[Footnote 22: “Points of articulation” must be understood to include tongue and lip positions of the vowels.]
[Footnote 23: Including, under the fourth category, a number of special resonance adjustments that we have not been able to take up specifically.]
[Footnote 24: In so far, it should be added, as these sounds are expiratory, i.e., pronounced with the outgoing breath. Certain languages, like the South African Hottentot and Bushman, have also a number of inspiratory sounds, pronounced by sucking in the breath at various points of oral contact. These are the so-called “clicks.”]

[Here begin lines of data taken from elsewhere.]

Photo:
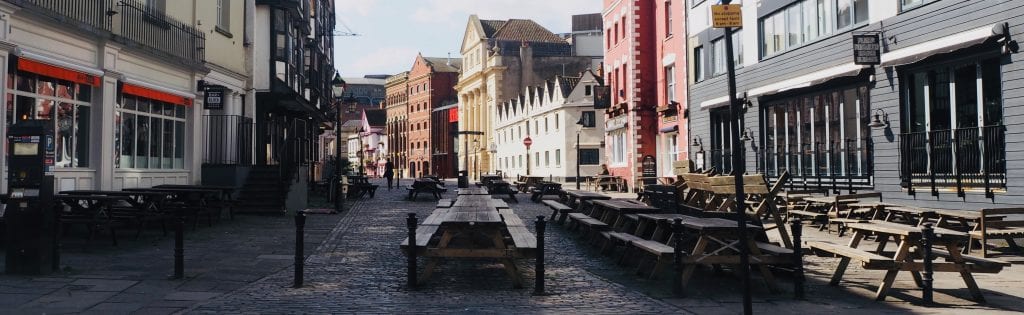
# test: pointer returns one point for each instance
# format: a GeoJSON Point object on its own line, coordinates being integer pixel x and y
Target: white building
{"type": "Point", "coordinates": [548, 115]}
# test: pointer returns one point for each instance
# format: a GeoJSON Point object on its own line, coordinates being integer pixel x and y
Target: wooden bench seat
{"type": "Point", "coordinates": [556, 208]}
{"type": "Point", "coordinates": [868, 260]}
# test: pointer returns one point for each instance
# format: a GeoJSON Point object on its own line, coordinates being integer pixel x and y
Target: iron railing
{"type": "Point", "coordinates": [228, 139]}
{"type": "Point", "coordinates": [824, 166]}
{"type": "Point", "coordinates": [80, 13]}
{"type": "Point", "coordinates": [154, 30]}
{"type": "Point", "coordinates": [961, 159]}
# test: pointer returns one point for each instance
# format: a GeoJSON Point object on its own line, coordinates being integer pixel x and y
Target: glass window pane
{"type": "Point", "coordinates": [82, 143]}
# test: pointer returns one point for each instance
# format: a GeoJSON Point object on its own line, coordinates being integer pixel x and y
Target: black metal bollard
{"type": "Point", "coordinates": [539, 278]}
{"type": "Point", "coordinates": [928, 233]}
{"type": "Point", "coordinates": [411, 224]}
{"type": "Point", "coordinates": [179, 243]}
{"type": "Point", "coordinates": [300, 243]}
{"type": "Point", "coordinates": [798, 253]}
{"type": "Point", "coordinates": [677, 231]}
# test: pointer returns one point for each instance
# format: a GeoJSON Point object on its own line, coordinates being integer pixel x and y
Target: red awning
{"type": "Point", "coordinates": [56, 72]}
{"type": "Point", "coordinates": [158, 95]}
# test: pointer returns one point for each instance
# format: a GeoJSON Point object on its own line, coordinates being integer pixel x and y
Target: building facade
{"type": "Point", "coordinates": [500, 59]}
{"type": "Point", "coordinates": [430, 84]}
{"type": "Point", "coordinates": [552, 114]}
{"type": "Point", "coordinates": [928, 124]}
{"type": "Point", "coordinates": [396, 128]}
{"type": "Point", "coordinates": [122, 101]}
{"type": "Point", "coordinates": [632, 72]}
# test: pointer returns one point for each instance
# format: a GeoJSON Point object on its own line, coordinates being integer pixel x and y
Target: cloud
{"type": "Point", "coordinates": [553, 14]}
{"type": "Point", "coordinates": [381, 60]}
{"type": "Point", "coordinates": [359, 7]}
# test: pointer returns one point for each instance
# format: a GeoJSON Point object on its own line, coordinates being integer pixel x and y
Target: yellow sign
{"type": "Point", "coordinates": [726, 15]}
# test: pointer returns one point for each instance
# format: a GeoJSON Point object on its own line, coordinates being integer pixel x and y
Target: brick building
{"type": "Point", "coordinates": [430, 84]}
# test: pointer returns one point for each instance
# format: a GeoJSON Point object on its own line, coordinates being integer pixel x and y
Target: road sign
{"type": "Point", "coordinates": [726, 15]}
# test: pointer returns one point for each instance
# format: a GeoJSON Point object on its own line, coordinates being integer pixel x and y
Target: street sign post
{"type": "Point", "coordinates": [726, 15]}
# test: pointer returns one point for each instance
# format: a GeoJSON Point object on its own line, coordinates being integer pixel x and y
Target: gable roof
{"type": "Point", "coordinates": [440, 64]}
{"type": "Point", "coordinates": [525, 31]}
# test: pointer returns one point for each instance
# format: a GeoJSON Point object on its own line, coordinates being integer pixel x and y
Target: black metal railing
{"type": "Point", "coordinates": [228, 139]}
{"type": "Point", "coordinates": [962, 159]}
{"type": "Point", "coordinates": [89, 13]}
{"type": "Point", "coordinates": [826, 166]}
{"type": "Point", "coordinates": [151, 29]}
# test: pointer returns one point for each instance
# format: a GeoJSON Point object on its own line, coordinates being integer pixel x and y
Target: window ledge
{"type": "Point", "coordinates": [223, 32]}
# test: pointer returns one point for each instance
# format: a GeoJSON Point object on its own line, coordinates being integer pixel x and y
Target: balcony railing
{"type": "Point", "coordinates": [228, 139]}
{"type": "Point", "coordinates": [961, 159]}
{"type": "Point", "coordinates": [153, 30]}
{"type": "Point", "coordinates": [80, 13]}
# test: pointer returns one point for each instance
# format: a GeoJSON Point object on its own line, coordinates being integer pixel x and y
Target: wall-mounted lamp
{"type": "Point", "coordinates": [879, 123]}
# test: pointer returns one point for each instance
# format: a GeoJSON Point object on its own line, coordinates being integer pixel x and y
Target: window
{"type": "Point", "coordinates": [589, 119]}
{"type": "Point", "coordinates": [224, 15]}
{"type": "Point", "coordinates": [617, 146]}
{"type": "Point", "coordinates": [32, 96]}
{"type": "Point", "coordinates": [952, 120]}
{"type": "Point", "coordinates": [670, 83]}
{"type": "Point", "coordinates": [150, 134]}
{"type": "Point", "coordinates": [698, 63]}
{"type": "Point", "coordinates": [590, 156]}
{"type": "Point", "coordinates": [824, 137]}
{"type": "Point", "coordinates": [668, 18]}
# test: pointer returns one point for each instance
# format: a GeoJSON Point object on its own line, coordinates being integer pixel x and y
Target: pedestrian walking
{"type": "Point", "coordinates": [389, 173]}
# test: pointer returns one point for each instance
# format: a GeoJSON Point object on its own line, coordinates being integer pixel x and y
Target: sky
{"type": "Point", "coordinates": [392, 32]}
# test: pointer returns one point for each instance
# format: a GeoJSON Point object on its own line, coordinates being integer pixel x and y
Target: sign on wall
{"type": "Point", "coordinates": [213, 97]}
{"type": "Point", "coordinates": [866, 49]}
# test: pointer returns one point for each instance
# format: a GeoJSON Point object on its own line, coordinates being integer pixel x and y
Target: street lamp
{"type": "Point", "coordinates": [580, 123]}
{"type": "Point", "coordinates": [337, 88]}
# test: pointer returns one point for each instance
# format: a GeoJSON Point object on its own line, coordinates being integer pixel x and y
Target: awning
{"type": "Point", "coordinates": [942, 45]}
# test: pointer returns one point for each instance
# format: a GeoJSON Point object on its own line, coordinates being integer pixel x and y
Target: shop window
{"type": "Point", "coordinates": [953, 134]}
{"type": "Point", "coordinates": [148, 134]}
{"type": "Point", "coordinates": [822, 138]}
{"type": "Point", "coordinates": [40, 97]}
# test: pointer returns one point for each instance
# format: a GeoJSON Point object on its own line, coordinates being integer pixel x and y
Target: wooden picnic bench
{"type": "Point", "coordinates": [908, 238]}
{"type": "Point", "coordinates": [991, 225]}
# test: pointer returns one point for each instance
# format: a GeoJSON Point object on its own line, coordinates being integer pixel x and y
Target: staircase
{"type": "Point", "coordinates": [262, 192]}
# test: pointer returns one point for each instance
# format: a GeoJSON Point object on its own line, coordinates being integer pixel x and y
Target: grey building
{"type": "Point", "coordinates": [929, 124]}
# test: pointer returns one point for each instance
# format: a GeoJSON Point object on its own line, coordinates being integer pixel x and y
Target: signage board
{"type": "Point", "coordinates": [214, 98]}
{"type": "Point", "coordinates": [866, 49]}
{"type": "Point", "coordinates": [726, 15]}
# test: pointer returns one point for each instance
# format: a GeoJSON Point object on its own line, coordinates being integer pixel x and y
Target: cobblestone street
{"type": "Point", "coordinates": [354, 266]}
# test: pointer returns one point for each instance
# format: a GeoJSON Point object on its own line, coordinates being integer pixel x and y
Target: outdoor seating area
{"type": "Point", "coordinates": [99, 211]}
{"type": "Point", "coordinates": [474, 226]}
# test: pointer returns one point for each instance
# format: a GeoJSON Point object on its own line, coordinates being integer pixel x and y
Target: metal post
{"type": "Point", "coordinates": [926, 277]}
{"type": "Point", "coordinates": [798, 253]}
{"type": "Point", "coordinates": [737, 170]}
{"type": "Point", "coordinates": [179, 242]}
{"type": "Point", "coordinates": [300, 252]}
{"type": "Point", "coordinates": [677, 232]}
{"type": "Point", "coordinates": [411, 275]}
{"type": "Point", "coordinates": [539, 278]}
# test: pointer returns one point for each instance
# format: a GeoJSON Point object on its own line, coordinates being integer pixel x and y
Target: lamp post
{"type": "Point", "coordinates": [579, 130]}
{"type": "Point", "coordinates": [338, 88]}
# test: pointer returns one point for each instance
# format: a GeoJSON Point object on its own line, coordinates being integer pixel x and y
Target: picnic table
{"type": "Point", "coordinates": [94, 211]}
{"type": "Point", "coordinates": [905, 258]}
{"type": "Point", "coordinates": [475, 227]}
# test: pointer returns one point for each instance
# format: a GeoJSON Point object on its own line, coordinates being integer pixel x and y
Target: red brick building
{"type": "Point", "coordinates": [430, 84]}
{"type": "Point", "coordinates": [631, 69]}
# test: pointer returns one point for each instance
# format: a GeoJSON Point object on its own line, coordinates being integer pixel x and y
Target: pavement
{"type": "Point", "coordinates": [354, 266]}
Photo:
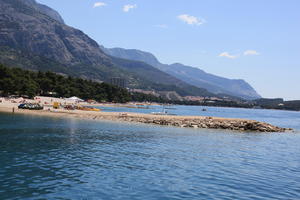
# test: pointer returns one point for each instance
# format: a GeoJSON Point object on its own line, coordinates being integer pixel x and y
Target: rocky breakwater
{"type": "Point", "coordinates": [204, 122]}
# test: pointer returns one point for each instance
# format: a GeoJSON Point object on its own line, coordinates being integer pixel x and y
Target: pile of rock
{"type": "Point", "coordinates": [207, 122]}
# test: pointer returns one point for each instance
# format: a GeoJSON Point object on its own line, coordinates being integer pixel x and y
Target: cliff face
{"type": "Point", "coordinates": [191, 75]}
{"type": "Point", "coordinates": [23, 27]}
{"type": "Point", "coordinates": [33, 36]}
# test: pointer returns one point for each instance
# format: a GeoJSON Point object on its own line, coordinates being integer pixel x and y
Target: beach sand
{"type": "Point", "coordinates": [9, 106]}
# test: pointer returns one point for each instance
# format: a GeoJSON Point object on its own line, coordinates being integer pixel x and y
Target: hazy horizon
{"type": "Point", "coordinates": [255, 41]}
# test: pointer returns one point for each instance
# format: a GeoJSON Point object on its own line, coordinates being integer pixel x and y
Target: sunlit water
{"type": "Point", "coordinates": [51, 158]}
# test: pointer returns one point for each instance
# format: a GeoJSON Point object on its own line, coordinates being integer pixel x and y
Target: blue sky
{"type": "Point", "coordinates": [257, 40]}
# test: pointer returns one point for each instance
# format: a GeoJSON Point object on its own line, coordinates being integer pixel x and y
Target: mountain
{"type": "Point", "coordinates": [34, 36]}
{"type": "Point", "coordinates": [191, 75]}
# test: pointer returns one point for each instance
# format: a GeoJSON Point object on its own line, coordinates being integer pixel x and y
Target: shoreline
{"type": "Point", "coordinates": [164, 120]}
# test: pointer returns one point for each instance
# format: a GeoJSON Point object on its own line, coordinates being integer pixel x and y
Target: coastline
{"type": "Point", "coordinates": [165, 120]}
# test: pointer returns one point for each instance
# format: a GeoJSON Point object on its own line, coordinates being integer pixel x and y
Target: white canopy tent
{"type": "Point", "coordinates": [76, 99]}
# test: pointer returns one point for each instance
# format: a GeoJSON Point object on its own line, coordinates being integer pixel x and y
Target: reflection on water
{"type": "Point", "coordinates": [49, 158]}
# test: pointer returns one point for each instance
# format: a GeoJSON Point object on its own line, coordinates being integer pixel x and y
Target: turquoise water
{"type": "Point", "coordinates": [49, 158]}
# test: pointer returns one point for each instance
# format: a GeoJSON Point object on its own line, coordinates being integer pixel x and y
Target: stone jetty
{"type": "Point", "coordinates": [164, 120]}
{"type": "Point", "coordinates": [206, 122]}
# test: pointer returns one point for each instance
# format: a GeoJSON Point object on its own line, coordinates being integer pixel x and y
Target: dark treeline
{"type": "Point", "coordinates": [16, 81]}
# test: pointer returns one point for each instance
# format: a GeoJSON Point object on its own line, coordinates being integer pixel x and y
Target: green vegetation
{"type": "Point", "coordinates": [16, 81]}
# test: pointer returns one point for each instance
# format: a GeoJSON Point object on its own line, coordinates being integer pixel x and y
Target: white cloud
{"type": "Point", "coordinates": [251, 53]}
{"type": "Point", "coordinates": [191, 20]}
{"type": "Point", "coordinates": [99, 4]}
{"type": "Point", "coordinates": [162, 26]}
{"type": "Point", "coordinates": [227, 55]}
{"type": "Point", "coordinates": [127, 7]}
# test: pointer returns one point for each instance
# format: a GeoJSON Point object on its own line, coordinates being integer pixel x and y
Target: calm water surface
{"type": "Point", "coordinates": [49, 158]}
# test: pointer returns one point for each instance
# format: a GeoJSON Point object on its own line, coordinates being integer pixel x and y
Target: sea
{"type": "Point", "coordinates": [65, 158]}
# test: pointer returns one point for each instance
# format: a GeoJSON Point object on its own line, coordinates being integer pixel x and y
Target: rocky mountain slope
{"type": "Point", "coordinates": [191, 75]}
{"type": "Point", "coordinates": [34, 36]}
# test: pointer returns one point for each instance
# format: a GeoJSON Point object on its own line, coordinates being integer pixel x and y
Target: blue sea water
{"type": "Point", "coordinates": [54, 158]}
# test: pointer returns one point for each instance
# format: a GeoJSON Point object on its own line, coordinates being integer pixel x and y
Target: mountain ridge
{"type": "Point", "coordinates": [191, 75]}
{"type": "Point", "coordinates": [29, 36]}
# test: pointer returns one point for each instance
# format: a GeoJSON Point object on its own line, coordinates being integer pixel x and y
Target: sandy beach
{"type": "Point", "coordinates": [11, 106]}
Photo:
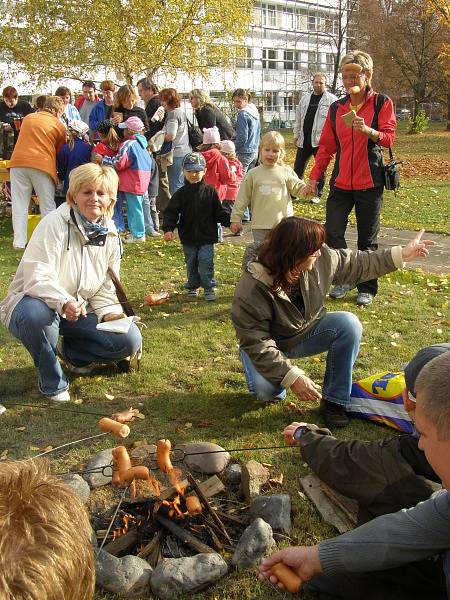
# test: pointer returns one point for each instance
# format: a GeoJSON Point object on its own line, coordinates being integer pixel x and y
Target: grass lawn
{"type": "Point", "coordinates": [423, 198]}
{"type": "Point", "coordinates": [190, 385]}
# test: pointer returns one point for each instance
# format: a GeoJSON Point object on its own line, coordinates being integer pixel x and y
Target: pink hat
{"type": "Point", "coordinates": [211, 136]}
{"type": "Point", "coordinates": [132, 123]}
{"type": "Point", "coordinates": [227, 147]}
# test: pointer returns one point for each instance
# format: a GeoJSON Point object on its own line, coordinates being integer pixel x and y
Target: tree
{"type": "Point", "coordinates": [71, 38]}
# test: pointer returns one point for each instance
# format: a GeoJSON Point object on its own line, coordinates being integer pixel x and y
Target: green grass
{"type": "Point", "coordinates": [423, 198]}
{"type": "Point", "coordinates": [191, 373]}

The phonetic habits of a given language are not exhaustively defined by stating that it makes use of such and such particular sounds out of the all but endless gamut that we have briefly surveyed. There remains the important question of the dynamics of these phonetic elements. Two languages may, theoretically, be built up of precisely the same series of consonants and vowels and yet produce utterly different acoustic effects. One of them may not recognize striking variations in the lengths or “quantities” of the phonetic elements, the other may note such variations most punctiliously (in probably the majority of languages long and short vowels are distinguished; in many, as in Italian or Swedish or Ojibwa, long consonants are recognized as distinct from short ones). Or the one, say English, may be very sensitive to relative stresses, while in the other, say French, stress is a very minor consideration. Or, again, the pitch differences which are inseparable from the actual practice of language may not affect the word as such, but, as in English, may be a more or less random or, at best, but a rhetorical phenomenon, while in other languages, as in Swedish, Lithuanian, Chinese, Siamese, and the majority of African languages, they may be more finely graduated and felt as integral characteristics of the words themselves. Varying methods of syllabifying are also responsible for noteworthy acoustic differences. Most important of all, perhaps, are the very different possibilities of combining the phonetic elements. Each language has its peculiarities. The ts combination, for instance, is found in both English and German, but in English it can only occur at the end of a word (as in hats), while it occurs freely in German as the psychological equivalent of a single sound (as in Zeit, Katze). Some languages allow of great heapings of consonants or of vocalic groups (diphthongs), in others no two consonants or no two vowels may ever come together. Frequently a sound occurs only in a special position or under special phonetic circumstances. In English, for instance, the z-sound of azure cannot occur initially, while the peculiar quality of the t of sting is dependent on its being preceded by the s. These dynamic factors, in their totality, are as important for the proper understanding of the phonetic genius of a language as the sound system itself, often far more so.